The path to establishing a formal framework has led most US companies to adopt COSO, which is built on five key components: control environment, risk assessment, control activities, information and communication, and monitoring activities. However, companies that have expanded into international markets through mergers and acquisitions have come to realize that COSO is only one of several risk management frameworks embraced in the international business community. A few of the more common international frameworks are:
• Financial Reporting Council - UK Corporate Governance Code
• Criteria of Control (CoCo) - Canadian Institute of Chartered Accountants
• King III Report on Corporate Governance - Institute of Directors In Southern Africa
• Enterprise Risk Management: Frameworks, Elements, and Integration - International Management Accountants/The Association of Accountant and Financial Professionals in Business
• Joint Standards Australia/Standards New Zealand, Risk Management AS/NZS 4360
But the framework that is most widely used internationally is International Standard - ISO 31000, published by the International Organization for Standardization.

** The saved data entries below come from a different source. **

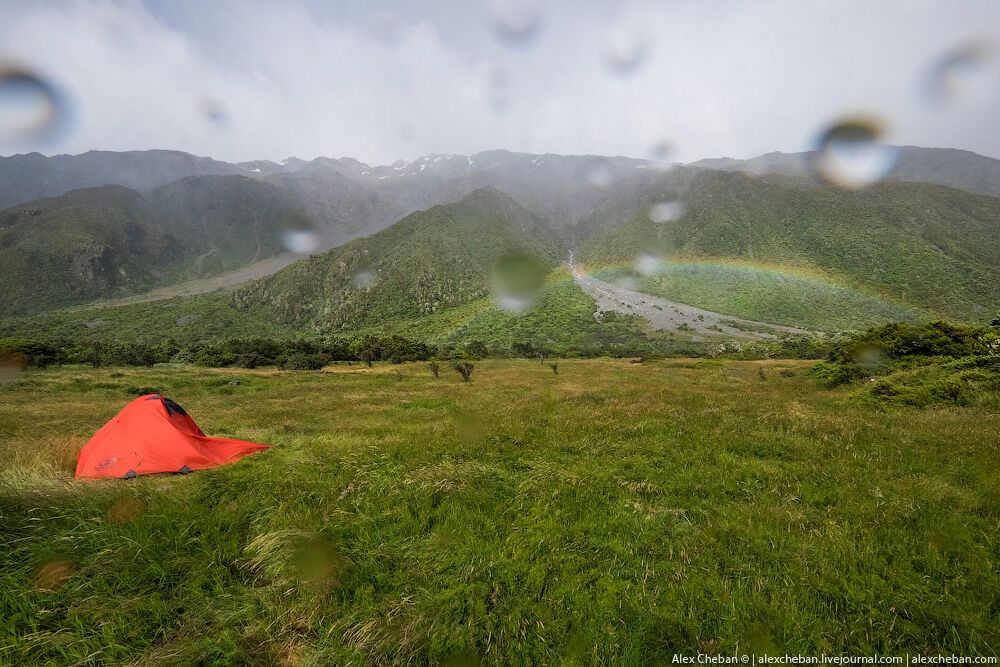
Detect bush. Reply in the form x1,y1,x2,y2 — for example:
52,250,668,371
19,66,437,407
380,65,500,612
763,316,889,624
277,352,329,370
809,360,868,387
234,353,262,369
453,362,474,382
814,321,1000,387
0,338,63,368
194,350,237,368
827,321,997,365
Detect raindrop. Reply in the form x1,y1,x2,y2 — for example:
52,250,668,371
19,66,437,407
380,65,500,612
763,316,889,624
108,496,146,524
486,66,509,114
610,274,639,291
280,215,321,254
923,41,998,109
282,230,321,254
488,0,542,49
0,65,67,148
0,350,26,387
604,29,648,76
452,409,485,443
649,141,671,160
587,160,614,187
351,270,376,289
371,12,400,45
647,140,675,172
635,254,665,276
811,118,897,190
853,346,887,374
198,96,227,125
648,200,686,223
491,249,546,312
34,560,75,592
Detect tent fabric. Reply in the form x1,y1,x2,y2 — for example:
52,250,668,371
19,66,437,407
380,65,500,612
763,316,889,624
75,394,269,479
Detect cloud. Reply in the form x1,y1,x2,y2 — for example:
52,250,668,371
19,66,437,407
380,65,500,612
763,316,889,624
1,0,998,163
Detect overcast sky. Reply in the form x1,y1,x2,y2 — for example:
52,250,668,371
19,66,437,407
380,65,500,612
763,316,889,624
1,0,999,164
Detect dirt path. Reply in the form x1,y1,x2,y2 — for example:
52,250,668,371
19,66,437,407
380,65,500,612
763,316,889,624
570,258,809,340
76,252,306,309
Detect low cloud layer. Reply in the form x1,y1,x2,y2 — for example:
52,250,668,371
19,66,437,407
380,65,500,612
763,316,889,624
2,0,999,164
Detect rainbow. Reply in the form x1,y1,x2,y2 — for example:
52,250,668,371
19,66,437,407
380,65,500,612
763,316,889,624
566,254,930,329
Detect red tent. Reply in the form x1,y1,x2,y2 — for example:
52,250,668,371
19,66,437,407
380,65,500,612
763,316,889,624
76,394,269,479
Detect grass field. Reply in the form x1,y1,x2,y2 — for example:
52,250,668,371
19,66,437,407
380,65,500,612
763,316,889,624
1,360,998,664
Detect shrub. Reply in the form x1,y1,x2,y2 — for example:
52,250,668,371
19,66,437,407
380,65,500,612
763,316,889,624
453,362,474,382
234,353,261,369
809,360,867,387
827,321,995,365
428,361,440,378
194,350,237,368
349,335,382,367
0,338,63,368
277,352,329,371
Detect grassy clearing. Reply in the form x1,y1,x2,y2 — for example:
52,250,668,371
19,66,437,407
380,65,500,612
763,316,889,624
1,360,998,664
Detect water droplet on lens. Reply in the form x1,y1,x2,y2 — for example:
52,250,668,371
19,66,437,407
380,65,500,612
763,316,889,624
647,140,675,171
281,215,321,254
34,560,75,592
489,0,542,49
108,496,146,524
351,270,376,289
371,12,400,45
452,409,485,443
605,29,648,76
0,65,67,147
198,96,227,125
649,140,671,160
491,249,546,312
587,160,614,187
923,41,998,108
812,118,897,190
853,346,887,373
486,66,509,114
0,350,26,386
282,230,320,254
635,254,665,276
611,274,639,290
648,200,686,223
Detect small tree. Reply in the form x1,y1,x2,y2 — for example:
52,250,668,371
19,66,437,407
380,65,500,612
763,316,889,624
428,361,440,378
549,362,558,375
453,361,474,383
89,342,103,368
349,335,382,368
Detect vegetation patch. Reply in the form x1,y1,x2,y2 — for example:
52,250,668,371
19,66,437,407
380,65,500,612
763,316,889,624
810,320,1000,407
1,359,997,662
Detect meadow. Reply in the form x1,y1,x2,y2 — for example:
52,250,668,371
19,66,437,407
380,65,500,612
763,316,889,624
1,359,998,664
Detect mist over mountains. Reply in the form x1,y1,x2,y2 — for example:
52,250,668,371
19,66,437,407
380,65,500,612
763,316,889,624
1,145,999,329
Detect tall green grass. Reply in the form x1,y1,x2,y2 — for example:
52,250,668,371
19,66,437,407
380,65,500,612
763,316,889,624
1,360,998,663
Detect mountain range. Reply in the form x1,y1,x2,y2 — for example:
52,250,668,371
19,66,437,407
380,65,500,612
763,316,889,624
692,145,1000,198
1,145,998,336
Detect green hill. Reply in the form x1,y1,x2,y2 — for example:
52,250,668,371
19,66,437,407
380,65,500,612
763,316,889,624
0,177,312,316
575,170,1000,328
233,188,565,333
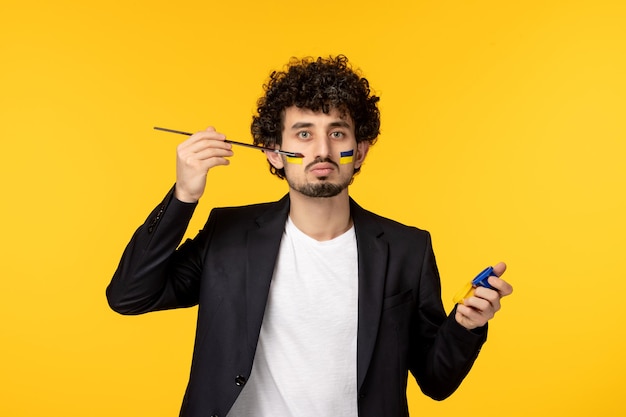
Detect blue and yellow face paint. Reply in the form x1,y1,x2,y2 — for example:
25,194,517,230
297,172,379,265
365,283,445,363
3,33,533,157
285,155,303,164
340,149,354,164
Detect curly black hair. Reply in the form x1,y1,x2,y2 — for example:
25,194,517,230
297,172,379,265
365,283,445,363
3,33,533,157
251,55,380,179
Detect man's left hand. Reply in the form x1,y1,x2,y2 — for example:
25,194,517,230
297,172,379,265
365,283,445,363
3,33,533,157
455,262,513,330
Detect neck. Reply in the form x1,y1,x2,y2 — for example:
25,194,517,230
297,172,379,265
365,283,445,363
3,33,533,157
288,189,352,241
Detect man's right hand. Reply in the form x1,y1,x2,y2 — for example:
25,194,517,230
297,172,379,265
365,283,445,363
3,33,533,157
174,127,233,203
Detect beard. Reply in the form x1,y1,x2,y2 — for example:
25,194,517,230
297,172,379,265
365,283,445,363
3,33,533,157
284,156,354,198
288,179,348,198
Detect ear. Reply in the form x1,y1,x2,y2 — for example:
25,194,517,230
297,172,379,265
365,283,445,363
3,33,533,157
264,149,284,170
354,141,370,169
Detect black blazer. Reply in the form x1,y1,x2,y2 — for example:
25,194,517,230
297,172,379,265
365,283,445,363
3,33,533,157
107,189,487,417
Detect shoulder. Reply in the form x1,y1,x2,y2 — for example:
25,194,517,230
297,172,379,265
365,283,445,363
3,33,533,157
207,194,290,226
211,199,281,215
350,198,431,242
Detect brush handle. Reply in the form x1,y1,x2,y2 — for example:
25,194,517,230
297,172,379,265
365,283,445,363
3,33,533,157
153,126,303,158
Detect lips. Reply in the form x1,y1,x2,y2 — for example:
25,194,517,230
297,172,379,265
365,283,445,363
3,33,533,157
308,162,336,176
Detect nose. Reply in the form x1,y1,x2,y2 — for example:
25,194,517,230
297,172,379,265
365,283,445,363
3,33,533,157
311,135,332,159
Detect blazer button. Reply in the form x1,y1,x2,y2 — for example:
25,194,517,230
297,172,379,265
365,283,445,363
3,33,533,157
235,375,247,386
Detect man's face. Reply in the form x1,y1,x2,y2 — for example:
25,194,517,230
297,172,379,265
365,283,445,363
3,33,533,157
266,106,369,198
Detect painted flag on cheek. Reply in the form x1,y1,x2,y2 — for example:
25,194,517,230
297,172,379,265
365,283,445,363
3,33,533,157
285,155,303,164
340,149,354,164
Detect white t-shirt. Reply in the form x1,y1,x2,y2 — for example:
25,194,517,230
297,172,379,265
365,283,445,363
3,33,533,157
227,217,359,417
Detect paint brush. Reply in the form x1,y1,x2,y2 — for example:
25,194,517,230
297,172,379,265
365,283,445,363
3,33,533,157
153,126,304,158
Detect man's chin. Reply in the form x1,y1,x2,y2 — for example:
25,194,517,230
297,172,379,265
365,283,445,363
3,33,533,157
291,182,346,198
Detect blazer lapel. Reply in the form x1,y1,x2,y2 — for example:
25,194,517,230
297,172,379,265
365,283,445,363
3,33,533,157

As COSO is a very structured framework that has predefined components, ISO 31000 is more of a “how to” guide to risk management driven on principles and guidelines. It is not prescriptive like COSO, but more conceptual in nature, allowing companies to be flexible in designing and constructing their risk management architecture.
Both the COSO and ISO 31000 frameworks have their supporters and detractors but the key is that both provide the adopting organizations a means to embed effective risk management across their enterprise.